Therefore, there are such as China Taiwan Patent Announcement No. CN1791810 and No. CN1745317, which all include a metal layer 17, a high refractive index layer 18 and a low refractive index layer 19, as shown in Figure 1B, and from top to bottom The sequence is a high refractive index layer 18, a low refractive index layer 19 and a metal layer 17 to form a reflector with a higher reflectivity, and when the reflector is used in a backlight device, the light emitted by its light-emitting surface is not large. Uniform light, such as light with residual lamp shadows, will produce brightness differences on the screen of the liquid crystal display device, deteriorating the picture quality. Therefore, such lighting devices are required to have good light emission quality with uniform luminance distribution over the entire light emitting surface.

Therefore, in order to achieve the luminous quality with uniform overall luminance distribution, a corrugated or mountain-shaped structure will be further formed on the reflector to diffuse the light; however, in the case of using the above-mentioned reflector, the reflector’s The shape is complex, and it is difficult to set an optimal shape for improving the light emission quality. There is also a problem that the reflector needs to be processed, and the positional relationship between the light source and the shape of the reflector needs to be set with high precision.

Contents of the invention

The main purpose of the present invention is to provide a reflective sheet, a manufacturing method of a reflector and applications thereof. The purpose is to provide a reflective sheet with a better reflectivity, so that it can be applied to lamp reflectors, backlight devices and liquid crystal display devices. Obtain a reflective sheet with higher brightness.

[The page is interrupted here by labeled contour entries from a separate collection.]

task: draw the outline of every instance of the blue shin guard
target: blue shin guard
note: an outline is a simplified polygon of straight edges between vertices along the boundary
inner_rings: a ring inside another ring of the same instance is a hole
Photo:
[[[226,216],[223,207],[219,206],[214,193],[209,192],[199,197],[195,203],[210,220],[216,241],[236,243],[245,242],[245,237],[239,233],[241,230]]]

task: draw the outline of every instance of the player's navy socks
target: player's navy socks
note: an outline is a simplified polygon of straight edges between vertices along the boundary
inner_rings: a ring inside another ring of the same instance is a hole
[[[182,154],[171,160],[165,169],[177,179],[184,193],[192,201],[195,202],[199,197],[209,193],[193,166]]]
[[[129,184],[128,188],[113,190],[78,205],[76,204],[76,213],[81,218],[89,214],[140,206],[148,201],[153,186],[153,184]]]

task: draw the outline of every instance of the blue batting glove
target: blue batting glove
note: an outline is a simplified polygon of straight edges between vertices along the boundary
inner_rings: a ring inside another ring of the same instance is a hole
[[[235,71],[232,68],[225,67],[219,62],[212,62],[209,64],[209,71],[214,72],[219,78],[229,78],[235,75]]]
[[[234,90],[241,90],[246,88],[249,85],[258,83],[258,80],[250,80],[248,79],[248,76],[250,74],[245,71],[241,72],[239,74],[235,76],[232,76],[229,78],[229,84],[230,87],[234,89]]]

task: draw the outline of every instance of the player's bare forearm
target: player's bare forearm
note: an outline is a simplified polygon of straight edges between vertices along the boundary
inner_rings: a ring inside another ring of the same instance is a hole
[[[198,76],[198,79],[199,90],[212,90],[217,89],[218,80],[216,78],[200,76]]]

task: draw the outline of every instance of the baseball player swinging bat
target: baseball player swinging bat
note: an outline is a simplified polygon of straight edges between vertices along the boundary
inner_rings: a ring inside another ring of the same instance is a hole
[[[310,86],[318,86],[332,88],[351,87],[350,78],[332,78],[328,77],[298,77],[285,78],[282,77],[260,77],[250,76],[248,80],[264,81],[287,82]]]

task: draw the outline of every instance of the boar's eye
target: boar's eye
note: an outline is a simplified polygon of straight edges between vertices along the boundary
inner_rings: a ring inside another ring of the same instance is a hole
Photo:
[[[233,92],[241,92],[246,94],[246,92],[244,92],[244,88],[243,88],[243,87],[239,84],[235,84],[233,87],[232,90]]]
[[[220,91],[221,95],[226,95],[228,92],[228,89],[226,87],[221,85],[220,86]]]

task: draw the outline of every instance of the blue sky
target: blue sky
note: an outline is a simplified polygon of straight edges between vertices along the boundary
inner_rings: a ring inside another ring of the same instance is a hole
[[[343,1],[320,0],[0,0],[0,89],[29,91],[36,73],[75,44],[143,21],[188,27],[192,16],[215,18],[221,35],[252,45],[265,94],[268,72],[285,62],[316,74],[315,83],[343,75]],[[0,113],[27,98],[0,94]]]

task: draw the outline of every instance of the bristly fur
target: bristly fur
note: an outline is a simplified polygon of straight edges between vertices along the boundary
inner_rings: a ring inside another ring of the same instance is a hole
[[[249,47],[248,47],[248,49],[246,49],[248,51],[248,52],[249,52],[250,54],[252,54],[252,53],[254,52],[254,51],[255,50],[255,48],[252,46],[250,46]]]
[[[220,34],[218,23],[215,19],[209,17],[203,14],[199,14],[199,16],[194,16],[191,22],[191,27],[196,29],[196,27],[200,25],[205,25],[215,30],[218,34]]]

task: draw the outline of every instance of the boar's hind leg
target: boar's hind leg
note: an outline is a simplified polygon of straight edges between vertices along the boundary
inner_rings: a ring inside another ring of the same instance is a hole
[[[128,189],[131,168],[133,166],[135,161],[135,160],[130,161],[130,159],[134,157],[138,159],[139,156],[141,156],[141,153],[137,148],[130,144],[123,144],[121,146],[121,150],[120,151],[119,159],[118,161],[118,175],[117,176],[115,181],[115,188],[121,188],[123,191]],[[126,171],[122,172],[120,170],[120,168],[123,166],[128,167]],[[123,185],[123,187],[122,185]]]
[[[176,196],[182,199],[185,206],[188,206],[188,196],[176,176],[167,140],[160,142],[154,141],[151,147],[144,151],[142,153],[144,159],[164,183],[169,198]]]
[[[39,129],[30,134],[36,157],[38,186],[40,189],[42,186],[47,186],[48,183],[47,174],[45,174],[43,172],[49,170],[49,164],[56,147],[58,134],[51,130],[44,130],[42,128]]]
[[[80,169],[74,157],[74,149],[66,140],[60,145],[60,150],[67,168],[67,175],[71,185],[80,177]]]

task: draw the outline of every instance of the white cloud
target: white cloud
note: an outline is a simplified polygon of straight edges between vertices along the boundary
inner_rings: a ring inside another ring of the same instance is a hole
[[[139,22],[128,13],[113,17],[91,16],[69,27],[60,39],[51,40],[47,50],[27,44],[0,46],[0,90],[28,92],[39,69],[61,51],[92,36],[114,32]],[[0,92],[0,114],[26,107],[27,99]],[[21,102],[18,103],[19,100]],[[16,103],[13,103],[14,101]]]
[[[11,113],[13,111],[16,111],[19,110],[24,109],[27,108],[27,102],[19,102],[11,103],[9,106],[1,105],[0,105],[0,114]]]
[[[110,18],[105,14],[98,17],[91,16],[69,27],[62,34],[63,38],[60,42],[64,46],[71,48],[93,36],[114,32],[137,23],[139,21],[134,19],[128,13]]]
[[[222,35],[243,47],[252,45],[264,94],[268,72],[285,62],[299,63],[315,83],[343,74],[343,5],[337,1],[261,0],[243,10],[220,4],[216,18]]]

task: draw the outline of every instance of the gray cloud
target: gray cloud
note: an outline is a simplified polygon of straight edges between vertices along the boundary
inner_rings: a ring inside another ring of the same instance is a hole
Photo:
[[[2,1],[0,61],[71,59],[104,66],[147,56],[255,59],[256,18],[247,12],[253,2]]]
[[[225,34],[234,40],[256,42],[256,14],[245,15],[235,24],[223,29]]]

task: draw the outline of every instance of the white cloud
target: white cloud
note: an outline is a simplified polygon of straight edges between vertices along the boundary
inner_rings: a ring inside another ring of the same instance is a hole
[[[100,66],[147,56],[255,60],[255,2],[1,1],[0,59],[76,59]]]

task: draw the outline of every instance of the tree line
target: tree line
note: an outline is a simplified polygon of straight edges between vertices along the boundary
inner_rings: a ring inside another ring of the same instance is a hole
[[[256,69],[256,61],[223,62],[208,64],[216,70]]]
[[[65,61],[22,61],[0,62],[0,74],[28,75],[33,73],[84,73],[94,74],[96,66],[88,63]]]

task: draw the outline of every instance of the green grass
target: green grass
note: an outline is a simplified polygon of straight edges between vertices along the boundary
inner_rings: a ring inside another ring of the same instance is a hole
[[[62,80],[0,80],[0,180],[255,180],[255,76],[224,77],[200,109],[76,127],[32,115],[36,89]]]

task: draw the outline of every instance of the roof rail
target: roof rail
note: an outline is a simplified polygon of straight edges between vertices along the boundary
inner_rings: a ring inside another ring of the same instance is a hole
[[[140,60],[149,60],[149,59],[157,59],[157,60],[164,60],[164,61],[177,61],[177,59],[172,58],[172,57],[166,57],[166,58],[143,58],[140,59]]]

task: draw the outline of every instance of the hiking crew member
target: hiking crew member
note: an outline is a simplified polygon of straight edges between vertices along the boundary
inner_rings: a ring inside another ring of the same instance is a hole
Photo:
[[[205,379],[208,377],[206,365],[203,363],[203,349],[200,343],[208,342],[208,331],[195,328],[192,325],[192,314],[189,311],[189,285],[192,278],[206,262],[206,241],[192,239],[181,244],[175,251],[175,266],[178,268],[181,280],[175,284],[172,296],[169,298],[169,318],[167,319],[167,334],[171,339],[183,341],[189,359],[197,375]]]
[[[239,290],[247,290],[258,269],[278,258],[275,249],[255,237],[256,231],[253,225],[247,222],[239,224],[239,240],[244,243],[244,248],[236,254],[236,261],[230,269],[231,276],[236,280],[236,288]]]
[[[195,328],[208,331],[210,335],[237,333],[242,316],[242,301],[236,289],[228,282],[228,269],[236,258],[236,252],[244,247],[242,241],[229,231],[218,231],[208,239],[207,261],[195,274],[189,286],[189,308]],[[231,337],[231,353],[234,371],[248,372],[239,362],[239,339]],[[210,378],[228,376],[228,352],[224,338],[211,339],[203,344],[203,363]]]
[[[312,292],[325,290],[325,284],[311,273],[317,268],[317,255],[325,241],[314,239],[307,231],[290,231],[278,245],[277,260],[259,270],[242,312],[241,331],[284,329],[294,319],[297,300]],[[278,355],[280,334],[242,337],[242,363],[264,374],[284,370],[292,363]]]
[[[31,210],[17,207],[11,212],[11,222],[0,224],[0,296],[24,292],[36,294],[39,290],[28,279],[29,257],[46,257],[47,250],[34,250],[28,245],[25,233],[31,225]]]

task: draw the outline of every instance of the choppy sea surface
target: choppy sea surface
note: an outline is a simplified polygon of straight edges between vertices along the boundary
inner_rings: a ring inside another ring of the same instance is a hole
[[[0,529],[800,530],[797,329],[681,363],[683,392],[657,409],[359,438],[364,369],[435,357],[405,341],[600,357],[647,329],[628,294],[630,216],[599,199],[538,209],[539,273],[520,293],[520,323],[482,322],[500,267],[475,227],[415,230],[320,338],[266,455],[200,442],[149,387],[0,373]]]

To achieve the above disclosure purpose, the reflective sheet of the present invention mainly includes a base material, a metal layer, a multilayer reflector and a diffusion layer, and the multilayer reflector is provided with more than two reflective layers with different refractive indices, wherein the multilayer The multi-layer reflector is arranged on the upper surface of the metal layer, or a substrate can be arranged between the multilayer reflector and the metal layer, and the diffusion layer can be arranged on the lower surface of the substrate or the metal layer, through the metal layer and the multilayer reflection The body can have a better reflectivity (up to 95-98%) in a wide wavelength range (about 380-780nm), and the diffusion layer can be used to achieve the effect of light diffusion at the same time.

Description of drawings

FIG. 1 is a schematic structural diagram of a conventional edge-lit backlight module;

Fig. 2 is a schematic structural view of the reflecting sheet of the first embodiment of the present invention;

Fig. 3 is a schematic flow chart of the manufacturing steps of the reflective sheet in the first embodiment of the present invention;

Fig. 4 is a schematic structural view of the second embodiment of the reflection sheet in the present invention;

Fig. 5 is a schematic flow chart of the manufacturing steps of the reflective sheet in the second embodiment of the present invention;

FIG. 6 is a schematic structural view of a reflection sheet according to a third embodiment of the present invention;

7 is a schematic flow chart of the manufacturing steps of the reflective sheet in the third embodiment of the present invention;

8A and B are structural schematic diagrams of reflective sheets of the fourth and fifth embodiments of the present invention;

9A, B, and C are structural schematic diagrams of reflectors in the sixth, seventh, and eighth embodiments of the present invention;

10A and B are structural schematic diagrams of reflective sheets applied to lamp reflectors in the present invention;

11A and B are structural schematic diagrams of reflective sheets applied to edge-lit backlight devices in the present invention;

FIGS. 12A and 12B are structural schematic diagrams of the reflective sheet applied to the direct-lit backlight device of the present invention.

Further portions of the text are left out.